Ms. Bassima Khatib, SPNL Assistant Director General, presented the Concept of responsible hunting and RHAs criteria.
“A written willingness/decision from the municipality should be submitted as a commitment towards accepting the management of the RHA. In case the land belongs to two municipalities or more, the willingness/decision should be provided by all involved municipalities”. Khatib added. “If it happens that the RHA is 500 meters away from a protected area (nature reserve or a natural IBA or a Ramsar Site), the latter can be considered a good refuge for the escaped birds from the RHA” Khatib explained in response to a question on of the benefit of establishing RHAs near protected areas.
Guidelines for Management of RHAs by municipalities was presented by Dr. Ghassan Ramadan-Jaradi.
“We encourage municipalities to be a MSB envoy and role model to be followed by other municipalities in Lebanon, in order to pass the message to the broader community, including those who are not aware of the MSBs plight, considering themselves as leaders of change”. Jaradi added.
Ms. Manale Abou Dagher, from the Institute of the Environment (IOE) – University of Balamand (UOB), presented the mapping process of the potential Responsible Hunting Areas in Lebanon.
Based on a field investigations carried-out by the SPNL team, experts from the University of Balamand located 8 RHAs in several Lebanese regions as follows: Mounjiz – Akkar, Andekt – Akkar, Rouaime and Akroum – Akkar, Charbien – Hermel, Feikha – Baalbek, Anjar – Zahle, Al karoun – West Bekaa, and Qaytouleh Roum – Jezzine.
Abou Dagher concluded that RHAs maps will help ensure the adoption of the identified RHAs based on international scientific methodology, and are considered a national scientific database linking game species to existing habitats in Lebanon.
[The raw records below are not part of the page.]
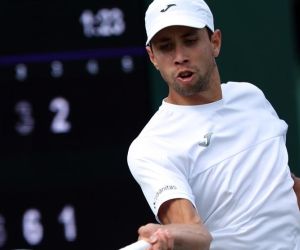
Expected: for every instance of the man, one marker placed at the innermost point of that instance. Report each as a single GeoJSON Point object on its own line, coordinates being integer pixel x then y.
{"type": "Point", "coordinates": [212, 161]}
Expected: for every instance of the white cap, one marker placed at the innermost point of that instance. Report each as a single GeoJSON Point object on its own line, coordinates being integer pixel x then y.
{"type": "Point", "coordinates": [164, 13]}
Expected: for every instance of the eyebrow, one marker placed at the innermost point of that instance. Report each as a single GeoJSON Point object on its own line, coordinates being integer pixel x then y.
{"type": "Point", "coordinates": [188, 33]}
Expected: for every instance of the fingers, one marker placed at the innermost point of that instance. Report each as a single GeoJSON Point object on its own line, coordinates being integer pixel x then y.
{"type": "Point", "coordinates": [159, 237]}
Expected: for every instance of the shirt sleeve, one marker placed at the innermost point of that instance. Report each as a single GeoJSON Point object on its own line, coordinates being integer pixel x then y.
{"type": "Point", "coordinates": [158, 174]}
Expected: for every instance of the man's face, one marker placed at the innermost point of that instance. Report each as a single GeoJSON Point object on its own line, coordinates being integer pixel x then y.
{"type": "Point", "coordinates": [185, 57]}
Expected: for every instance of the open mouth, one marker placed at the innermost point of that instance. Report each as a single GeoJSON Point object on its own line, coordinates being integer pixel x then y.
{"type": "Point", "coordinates": [185, 75]}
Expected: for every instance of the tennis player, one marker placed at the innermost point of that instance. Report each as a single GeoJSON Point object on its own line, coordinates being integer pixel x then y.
{"type": "Point", "coordinates": [212, 162]}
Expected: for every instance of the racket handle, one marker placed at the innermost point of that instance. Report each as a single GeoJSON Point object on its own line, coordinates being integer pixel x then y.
{"type": "Point", "coordinates": [138, 245]}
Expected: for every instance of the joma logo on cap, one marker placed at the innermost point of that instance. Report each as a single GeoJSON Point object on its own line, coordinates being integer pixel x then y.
{"type": "Point", "coordinates": [168, 7]}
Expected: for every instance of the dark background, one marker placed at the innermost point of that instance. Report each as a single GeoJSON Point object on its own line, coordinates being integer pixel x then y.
{"type": "Point", "coordinates": [85, 168]}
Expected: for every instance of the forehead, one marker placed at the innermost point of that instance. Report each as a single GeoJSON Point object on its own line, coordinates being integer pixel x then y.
{"type": "Point", "coordinates": [175, 31]}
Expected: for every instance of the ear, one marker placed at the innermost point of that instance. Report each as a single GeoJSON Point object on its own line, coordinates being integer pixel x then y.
{"type": "Point", "coordinates": [152, 57]}
{"type": "Point", "coordinates": [216, 40]}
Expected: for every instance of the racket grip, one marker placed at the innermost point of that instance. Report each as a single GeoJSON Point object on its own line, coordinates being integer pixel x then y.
{"type": "Point", "coordinates": [138, 245]}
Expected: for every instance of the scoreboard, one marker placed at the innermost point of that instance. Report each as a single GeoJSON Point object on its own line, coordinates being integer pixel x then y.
{"type": "Point", "coordinates": [74, 92]}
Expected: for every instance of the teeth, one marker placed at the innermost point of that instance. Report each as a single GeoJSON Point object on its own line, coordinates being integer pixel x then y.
{"type": "Point", "coordinates": [185, 74]}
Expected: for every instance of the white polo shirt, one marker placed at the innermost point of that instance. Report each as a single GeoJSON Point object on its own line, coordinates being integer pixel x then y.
{"type": "Point", "coordinates": [230, 160]}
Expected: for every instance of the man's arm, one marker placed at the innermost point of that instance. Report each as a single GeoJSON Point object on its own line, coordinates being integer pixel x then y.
{"type": "Point", "coordinates": [181, 229]}
{"type": "Point", "coordinates": [297, 188]}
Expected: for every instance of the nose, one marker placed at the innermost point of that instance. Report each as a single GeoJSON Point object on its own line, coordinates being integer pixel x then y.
{"type": "Point", "coordinates": [180, 55]}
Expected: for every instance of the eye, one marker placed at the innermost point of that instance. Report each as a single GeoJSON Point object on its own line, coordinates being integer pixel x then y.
{"type": "Point", "coordinates": [191, 40]}
{"type": "Point", "coordinates": [165, 47]}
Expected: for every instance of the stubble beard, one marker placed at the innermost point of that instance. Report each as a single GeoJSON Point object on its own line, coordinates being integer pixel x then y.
{"type": "Point", "coordinates": [201, 84]}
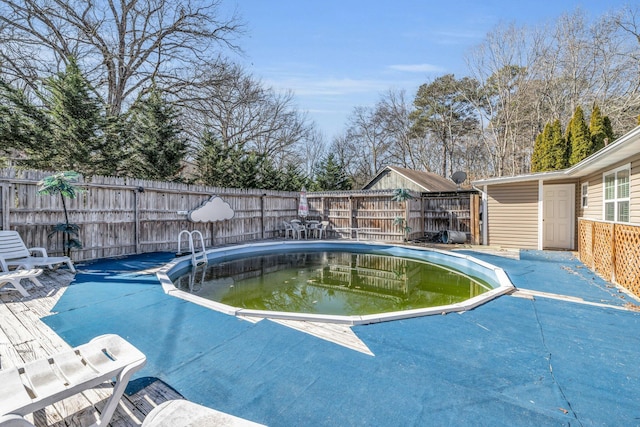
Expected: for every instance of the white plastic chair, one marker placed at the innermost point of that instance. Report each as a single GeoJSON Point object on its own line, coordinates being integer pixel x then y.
{"type": "Point", "coordinates": [299, 228]}
{"type": "Point", "coordinates": [322, 228]}
{"type": "Point", "coordinates": [40, 383]}
{"type": "Point", "coordinates": [13, 278]}
{"type": "Point", "coordinates": [288, 230]}
{"type": "Point", "coordinates": [13, 252]}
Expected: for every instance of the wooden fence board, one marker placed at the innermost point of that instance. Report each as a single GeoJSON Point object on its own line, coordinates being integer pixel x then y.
{"type": "Point", "coordinates": [121, 216]}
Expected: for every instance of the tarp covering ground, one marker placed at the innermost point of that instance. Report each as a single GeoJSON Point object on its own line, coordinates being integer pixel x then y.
{"type": "Point", "coordinates": [512, 361]}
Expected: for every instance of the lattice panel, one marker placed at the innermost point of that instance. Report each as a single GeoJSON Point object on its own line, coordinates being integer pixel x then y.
{"type": "Point", "coordinates": [585, 242]}
{"type": "Point", "coordinates": [627, 257]}
{"type": "Point", "coordinates": [603, 249]}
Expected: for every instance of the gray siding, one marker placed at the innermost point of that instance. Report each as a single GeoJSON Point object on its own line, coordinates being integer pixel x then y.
{"type": "Point", "coordinates": [513, 215]}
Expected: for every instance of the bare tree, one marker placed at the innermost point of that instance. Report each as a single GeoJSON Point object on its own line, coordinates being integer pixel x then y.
{"type": "Point", "coordinates": [243, 113]}
{"type": "Point", "coordinates": [121, 44]}
{"type": "Point", "coordinates": [395, 110]}
{"type": "Point", "coordinates": [502, 64]}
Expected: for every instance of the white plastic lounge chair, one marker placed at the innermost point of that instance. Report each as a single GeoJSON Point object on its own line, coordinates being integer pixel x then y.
{"type": "Point", "coordinates": [13, 278]}
{"type": "Point", "coordinates": [182, 413]}
{"type": "Point", "coordinates": [13, 252]}
{"type": "Point", "coordinates": [40, 383]}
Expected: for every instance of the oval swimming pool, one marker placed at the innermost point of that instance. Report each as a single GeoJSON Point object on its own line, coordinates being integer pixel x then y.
{"type": "Point", "coordinates": [334, 281]}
Local authorities are highly encouraged to digitize their municipal characteristics in general with special emphasis on parcel distribution Future amendments/updating of hunting laws and practices are recommended to be based on these maps. These maps should be updated every five years to take into consideration landuse/landcover changes. RHAs should be declared by law leading the way to the full implementation of the Hunting Law of Lebanon. Once declared, hunting should be prohibited in any other area on the Lebanese territory.
Anjar mayor – Garabet Bambokian, announced the willingness of Anjar municipality to catalyse and adopt the formation of responsible hunting area, which is the gateway to implement the Lebanese hunting Law ratified in 2004 and all its application decrees.
Journalist Bassam Kantar, explained the content of the common declaration from municipalities supporting responsible hunting, which was signed by the representatives of the following municipalities: Anjar, Qaytouleh Roum, Charbien, Feikha, Al Karoun, Andekt, Mounjiz, and Rouaime and Akroum.